Git Data Mining

Disclaimer: This is not the main repository, this is a fork which I use in order to fix issues and develop some features that I require. Certainly, I would like to see them in upstream when. However, master is a pristine clone of <git://git.lwn.net/gitdm.git> and I develop using my own branches, which are also available here.

I usually run gitdm as:

$ (cd repo; git log -M -C --numstat) | gitdm/gitdm -c gitdm.config -o output/repo.txt -s -u

Data Mining Utils

Requirements

It requires the following external Python modules for the database processing:

  • chardet.
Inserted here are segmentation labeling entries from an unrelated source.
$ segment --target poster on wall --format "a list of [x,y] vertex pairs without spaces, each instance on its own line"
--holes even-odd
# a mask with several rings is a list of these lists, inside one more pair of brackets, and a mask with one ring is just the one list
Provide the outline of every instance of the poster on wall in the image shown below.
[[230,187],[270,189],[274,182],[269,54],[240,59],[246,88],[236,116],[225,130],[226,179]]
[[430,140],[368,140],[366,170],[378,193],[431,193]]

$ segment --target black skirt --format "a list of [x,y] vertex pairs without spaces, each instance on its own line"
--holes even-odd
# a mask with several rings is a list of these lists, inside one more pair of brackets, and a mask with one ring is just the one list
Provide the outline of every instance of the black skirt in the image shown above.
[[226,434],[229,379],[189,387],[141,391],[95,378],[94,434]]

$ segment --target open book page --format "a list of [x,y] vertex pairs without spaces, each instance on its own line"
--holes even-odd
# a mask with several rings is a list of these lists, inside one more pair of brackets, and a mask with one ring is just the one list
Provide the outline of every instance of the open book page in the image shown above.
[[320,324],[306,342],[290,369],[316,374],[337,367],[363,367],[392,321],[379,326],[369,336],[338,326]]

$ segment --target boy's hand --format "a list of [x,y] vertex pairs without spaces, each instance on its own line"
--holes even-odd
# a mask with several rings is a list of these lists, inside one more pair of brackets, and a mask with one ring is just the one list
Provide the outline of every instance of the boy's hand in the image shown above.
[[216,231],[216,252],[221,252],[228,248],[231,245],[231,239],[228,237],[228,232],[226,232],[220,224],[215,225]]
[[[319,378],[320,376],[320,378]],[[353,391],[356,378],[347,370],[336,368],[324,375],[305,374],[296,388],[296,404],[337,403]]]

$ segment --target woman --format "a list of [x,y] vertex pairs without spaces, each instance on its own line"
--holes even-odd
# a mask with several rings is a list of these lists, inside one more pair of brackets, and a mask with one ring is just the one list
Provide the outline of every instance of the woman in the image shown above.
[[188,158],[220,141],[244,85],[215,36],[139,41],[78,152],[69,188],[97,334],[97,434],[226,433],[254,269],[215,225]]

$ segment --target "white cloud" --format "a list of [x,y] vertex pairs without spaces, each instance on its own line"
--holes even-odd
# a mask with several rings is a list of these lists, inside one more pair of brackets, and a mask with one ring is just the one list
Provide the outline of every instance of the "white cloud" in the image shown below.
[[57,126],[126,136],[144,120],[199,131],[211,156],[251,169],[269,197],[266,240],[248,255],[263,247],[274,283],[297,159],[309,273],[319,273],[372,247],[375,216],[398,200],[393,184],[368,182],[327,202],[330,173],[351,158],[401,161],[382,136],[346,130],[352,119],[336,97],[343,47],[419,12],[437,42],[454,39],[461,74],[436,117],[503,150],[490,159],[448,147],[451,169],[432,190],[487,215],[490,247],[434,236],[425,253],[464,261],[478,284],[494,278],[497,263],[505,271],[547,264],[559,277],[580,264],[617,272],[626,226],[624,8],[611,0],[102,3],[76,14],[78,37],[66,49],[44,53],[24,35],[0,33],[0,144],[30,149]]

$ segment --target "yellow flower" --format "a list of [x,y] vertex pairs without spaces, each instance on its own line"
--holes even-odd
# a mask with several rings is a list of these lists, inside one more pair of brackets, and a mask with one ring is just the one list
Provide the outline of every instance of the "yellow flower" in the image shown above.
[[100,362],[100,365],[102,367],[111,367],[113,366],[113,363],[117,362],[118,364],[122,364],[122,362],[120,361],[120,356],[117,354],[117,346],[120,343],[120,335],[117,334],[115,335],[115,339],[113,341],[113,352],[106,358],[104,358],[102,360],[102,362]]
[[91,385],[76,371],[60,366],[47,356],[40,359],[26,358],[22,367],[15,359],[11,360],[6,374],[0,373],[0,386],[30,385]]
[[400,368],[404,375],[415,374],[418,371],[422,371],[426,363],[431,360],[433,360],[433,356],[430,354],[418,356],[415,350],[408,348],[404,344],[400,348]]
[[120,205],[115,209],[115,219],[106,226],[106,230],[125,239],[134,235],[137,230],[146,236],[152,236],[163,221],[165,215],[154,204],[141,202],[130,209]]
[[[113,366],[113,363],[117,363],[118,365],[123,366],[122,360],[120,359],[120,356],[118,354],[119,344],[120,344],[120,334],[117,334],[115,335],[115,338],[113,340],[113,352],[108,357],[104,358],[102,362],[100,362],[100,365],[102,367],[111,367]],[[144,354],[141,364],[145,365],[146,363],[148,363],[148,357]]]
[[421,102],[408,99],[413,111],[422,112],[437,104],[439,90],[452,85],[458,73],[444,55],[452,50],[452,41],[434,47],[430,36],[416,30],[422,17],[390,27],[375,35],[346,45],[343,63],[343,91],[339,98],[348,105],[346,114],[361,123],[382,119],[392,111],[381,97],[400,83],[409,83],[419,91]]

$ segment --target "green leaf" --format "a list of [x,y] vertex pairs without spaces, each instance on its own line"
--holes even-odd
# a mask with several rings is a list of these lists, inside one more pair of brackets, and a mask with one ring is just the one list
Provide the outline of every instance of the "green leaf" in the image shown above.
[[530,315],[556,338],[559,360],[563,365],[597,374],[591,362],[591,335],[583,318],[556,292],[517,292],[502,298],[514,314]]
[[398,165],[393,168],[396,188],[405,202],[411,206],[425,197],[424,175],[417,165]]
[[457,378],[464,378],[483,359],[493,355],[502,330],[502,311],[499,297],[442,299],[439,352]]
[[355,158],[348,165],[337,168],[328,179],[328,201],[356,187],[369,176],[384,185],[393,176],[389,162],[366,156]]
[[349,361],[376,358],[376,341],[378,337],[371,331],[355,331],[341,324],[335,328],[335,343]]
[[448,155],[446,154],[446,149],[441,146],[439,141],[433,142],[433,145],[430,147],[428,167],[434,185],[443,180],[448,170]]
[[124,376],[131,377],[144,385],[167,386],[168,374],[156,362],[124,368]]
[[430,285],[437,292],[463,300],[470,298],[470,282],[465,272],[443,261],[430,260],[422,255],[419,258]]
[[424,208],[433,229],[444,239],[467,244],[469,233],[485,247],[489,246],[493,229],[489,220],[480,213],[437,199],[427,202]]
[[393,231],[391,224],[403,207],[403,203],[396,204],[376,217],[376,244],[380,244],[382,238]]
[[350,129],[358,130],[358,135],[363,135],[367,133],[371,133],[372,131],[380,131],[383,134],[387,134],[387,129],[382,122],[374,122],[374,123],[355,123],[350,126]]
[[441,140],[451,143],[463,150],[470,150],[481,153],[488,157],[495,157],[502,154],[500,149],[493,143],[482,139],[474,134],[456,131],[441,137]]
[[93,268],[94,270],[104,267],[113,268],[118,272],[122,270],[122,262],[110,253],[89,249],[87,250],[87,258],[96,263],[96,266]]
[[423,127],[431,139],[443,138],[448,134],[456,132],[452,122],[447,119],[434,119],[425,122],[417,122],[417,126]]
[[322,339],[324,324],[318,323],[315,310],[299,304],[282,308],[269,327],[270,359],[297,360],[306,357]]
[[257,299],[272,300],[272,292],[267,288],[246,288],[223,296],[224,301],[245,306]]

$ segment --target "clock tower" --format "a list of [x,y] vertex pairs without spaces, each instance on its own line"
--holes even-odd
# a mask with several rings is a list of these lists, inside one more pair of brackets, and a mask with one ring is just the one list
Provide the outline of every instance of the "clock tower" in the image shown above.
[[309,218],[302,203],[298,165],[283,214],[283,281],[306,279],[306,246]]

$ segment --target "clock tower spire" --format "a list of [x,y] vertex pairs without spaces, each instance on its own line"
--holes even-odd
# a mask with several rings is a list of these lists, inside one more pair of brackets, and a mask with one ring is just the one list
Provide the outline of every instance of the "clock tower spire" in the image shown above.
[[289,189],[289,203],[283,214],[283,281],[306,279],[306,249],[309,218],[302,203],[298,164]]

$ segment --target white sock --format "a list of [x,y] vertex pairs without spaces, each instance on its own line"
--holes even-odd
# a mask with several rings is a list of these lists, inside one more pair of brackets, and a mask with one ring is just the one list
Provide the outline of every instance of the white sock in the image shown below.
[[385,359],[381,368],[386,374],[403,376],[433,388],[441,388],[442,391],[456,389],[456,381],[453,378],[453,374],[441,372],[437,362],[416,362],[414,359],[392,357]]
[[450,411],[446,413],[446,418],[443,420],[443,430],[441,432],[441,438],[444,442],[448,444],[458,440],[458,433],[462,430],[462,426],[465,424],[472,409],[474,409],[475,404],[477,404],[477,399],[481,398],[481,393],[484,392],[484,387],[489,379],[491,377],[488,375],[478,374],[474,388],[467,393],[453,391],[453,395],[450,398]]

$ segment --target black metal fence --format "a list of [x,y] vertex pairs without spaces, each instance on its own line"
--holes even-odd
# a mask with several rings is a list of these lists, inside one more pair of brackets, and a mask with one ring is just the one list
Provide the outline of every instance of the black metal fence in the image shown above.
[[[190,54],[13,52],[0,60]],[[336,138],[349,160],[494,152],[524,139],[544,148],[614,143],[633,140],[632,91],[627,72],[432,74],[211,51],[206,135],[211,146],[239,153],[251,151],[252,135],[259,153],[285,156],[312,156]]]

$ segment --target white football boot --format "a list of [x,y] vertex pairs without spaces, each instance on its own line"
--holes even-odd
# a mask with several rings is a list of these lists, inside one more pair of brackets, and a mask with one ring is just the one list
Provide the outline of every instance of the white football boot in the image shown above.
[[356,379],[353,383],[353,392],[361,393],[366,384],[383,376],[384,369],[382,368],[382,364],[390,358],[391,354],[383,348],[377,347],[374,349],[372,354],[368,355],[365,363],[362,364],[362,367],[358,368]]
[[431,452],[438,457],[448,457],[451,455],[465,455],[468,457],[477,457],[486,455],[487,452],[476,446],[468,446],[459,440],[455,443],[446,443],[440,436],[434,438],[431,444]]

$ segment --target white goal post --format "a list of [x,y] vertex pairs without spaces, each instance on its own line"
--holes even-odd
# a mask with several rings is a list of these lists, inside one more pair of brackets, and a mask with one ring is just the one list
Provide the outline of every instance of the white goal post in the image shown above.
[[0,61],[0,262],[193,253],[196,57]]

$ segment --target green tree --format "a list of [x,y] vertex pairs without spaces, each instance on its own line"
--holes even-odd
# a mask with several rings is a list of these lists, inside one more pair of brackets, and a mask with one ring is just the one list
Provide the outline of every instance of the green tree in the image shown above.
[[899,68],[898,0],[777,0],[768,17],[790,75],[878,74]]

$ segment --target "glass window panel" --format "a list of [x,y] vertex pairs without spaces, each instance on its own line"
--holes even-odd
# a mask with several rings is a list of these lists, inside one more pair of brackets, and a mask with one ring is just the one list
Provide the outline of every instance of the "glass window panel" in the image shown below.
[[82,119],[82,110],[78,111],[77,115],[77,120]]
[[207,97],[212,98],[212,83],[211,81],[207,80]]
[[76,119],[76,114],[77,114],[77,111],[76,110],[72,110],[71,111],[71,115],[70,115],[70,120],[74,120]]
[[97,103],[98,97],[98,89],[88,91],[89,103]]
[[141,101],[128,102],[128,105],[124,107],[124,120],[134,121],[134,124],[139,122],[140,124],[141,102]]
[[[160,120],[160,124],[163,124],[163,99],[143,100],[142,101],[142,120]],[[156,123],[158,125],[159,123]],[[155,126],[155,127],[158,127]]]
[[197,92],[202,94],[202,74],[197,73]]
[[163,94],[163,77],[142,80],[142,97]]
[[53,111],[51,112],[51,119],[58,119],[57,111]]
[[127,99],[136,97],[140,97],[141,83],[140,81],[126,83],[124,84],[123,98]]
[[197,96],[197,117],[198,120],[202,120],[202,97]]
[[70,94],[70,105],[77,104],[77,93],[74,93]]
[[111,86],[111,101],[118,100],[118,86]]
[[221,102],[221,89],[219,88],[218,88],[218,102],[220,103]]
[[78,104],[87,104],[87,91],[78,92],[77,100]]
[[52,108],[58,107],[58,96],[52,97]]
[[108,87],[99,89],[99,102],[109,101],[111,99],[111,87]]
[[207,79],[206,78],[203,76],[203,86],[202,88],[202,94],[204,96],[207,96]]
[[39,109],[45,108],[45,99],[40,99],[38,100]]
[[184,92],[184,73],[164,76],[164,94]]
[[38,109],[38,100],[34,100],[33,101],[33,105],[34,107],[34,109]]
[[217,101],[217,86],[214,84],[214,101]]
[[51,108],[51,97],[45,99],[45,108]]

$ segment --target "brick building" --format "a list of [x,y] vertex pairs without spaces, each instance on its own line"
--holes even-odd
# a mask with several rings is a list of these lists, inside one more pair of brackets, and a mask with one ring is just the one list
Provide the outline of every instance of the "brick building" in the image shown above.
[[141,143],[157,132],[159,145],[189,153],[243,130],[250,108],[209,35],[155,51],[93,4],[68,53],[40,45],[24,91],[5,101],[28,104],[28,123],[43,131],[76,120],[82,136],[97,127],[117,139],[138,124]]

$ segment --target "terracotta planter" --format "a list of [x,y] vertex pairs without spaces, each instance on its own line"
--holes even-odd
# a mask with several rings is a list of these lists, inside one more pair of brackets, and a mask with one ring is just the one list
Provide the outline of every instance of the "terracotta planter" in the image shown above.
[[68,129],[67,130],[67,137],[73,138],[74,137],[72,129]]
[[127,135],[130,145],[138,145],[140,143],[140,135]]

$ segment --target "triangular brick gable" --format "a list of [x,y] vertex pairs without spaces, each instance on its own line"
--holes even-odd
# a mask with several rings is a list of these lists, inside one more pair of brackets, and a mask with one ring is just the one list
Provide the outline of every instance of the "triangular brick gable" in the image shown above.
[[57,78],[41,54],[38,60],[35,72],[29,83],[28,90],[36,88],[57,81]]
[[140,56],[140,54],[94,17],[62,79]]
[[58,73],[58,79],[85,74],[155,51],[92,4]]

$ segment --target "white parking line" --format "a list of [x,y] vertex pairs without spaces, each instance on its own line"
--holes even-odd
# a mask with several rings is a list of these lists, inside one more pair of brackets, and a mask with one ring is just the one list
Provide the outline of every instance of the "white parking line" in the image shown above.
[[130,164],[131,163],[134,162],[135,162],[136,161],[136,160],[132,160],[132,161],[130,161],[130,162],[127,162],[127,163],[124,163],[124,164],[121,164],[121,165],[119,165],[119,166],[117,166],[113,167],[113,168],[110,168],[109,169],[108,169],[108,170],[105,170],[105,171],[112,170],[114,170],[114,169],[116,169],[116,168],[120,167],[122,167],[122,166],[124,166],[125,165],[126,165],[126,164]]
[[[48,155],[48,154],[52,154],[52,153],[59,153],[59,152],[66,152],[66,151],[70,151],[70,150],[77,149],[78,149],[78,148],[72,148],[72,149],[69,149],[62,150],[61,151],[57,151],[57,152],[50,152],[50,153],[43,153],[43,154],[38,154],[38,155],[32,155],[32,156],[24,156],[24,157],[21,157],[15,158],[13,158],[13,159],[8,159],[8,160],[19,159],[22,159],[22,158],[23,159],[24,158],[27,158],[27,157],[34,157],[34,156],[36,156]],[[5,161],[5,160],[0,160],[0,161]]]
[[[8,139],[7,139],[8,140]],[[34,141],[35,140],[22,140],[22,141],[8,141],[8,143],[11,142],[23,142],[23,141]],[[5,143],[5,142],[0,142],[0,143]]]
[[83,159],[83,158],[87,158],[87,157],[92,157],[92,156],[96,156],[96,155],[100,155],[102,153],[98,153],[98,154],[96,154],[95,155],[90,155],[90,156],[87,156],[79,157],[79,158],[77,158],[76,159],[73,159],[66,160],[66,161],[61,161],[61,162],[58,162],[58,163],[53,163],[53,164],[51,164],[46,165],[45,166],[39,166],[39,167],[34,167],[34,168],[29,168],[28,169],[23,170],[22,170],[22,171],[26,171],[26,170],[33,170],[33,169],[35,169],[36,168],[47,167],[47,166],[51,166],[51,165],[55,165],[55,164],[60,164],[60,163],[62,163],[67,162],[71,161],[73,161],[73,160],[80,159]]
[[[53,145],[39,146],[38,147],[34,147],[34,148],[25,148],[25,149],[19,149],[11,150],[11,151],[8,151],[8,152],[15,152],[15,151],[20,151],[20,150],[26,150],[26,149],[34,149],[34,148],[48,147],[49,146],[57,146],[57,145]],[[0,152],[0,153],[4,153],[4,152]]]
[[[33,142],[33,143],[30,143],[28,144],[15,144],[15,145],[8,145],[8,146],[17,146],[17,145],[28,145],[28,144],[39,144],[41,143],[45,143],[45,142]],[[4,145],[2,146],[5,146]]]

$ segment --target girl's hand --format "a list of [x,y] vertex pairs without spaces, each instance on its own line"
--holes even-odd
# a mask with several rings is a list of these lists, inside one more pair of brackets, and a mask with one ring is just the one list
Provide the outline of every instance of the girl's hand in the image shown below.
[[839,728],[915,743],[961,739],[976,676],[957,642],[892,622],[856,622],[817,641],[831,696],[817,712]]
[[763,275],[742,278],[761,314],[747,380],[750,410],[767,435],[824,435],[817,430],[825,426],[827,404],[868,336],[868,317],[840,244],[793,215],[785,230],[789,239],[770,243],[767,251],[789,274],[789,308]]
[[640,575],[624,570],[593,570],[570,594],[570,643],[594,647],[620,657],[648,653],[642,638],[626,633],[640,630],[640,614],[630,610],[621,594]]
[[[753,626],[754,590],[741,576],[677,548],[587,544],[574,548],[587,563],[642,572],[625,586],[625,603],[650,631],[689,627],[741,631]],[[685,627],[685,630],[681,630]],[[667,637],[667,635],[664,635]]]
This is used when there is a problem inserting data (name of developers) into a table because of a wrong charset. It helps to detect it and then convert it to UTF-8. It is available at http://chardet.feedparser.org/.
  • Either psycopg2 (Postgresql) or sqlite3. The recommended option is Postgresql.

Structure of directories:

  • repositories: This is the place where the source code (git repositories) will be mirrored.
  • csv: In this place will be stored the output of each git repository processed.
  • output: A temporary store of the output of git log. It is faster to get the log and then process it, than processing the git log’s output using pipes.
  • gitdm-config: has the configuration file of gitdm.
  • gitdm: It is a clone of the gitdm. This program will be invoked by dmgnome-utils.
  • dmgnome-utils: Utilities to parser the output of git log, move the result into CSV and a database.

The configuration files that relies on paths are gitdm-config/gitdm.config and dmgnome-utils/settings.py. You may change the configuration there to adjust it to your own environment.

The file that have the name of the repositories, versions and tags resides on dmgnome-tools/data and the name is defined in settings.py (the default is gnome-platform.csv).

On dmgnome-utils:

$ /.update-git.sh
$ python gitlogger.py
$ python gitdb.py

If everything goes fine, you can work with the data stored in the database.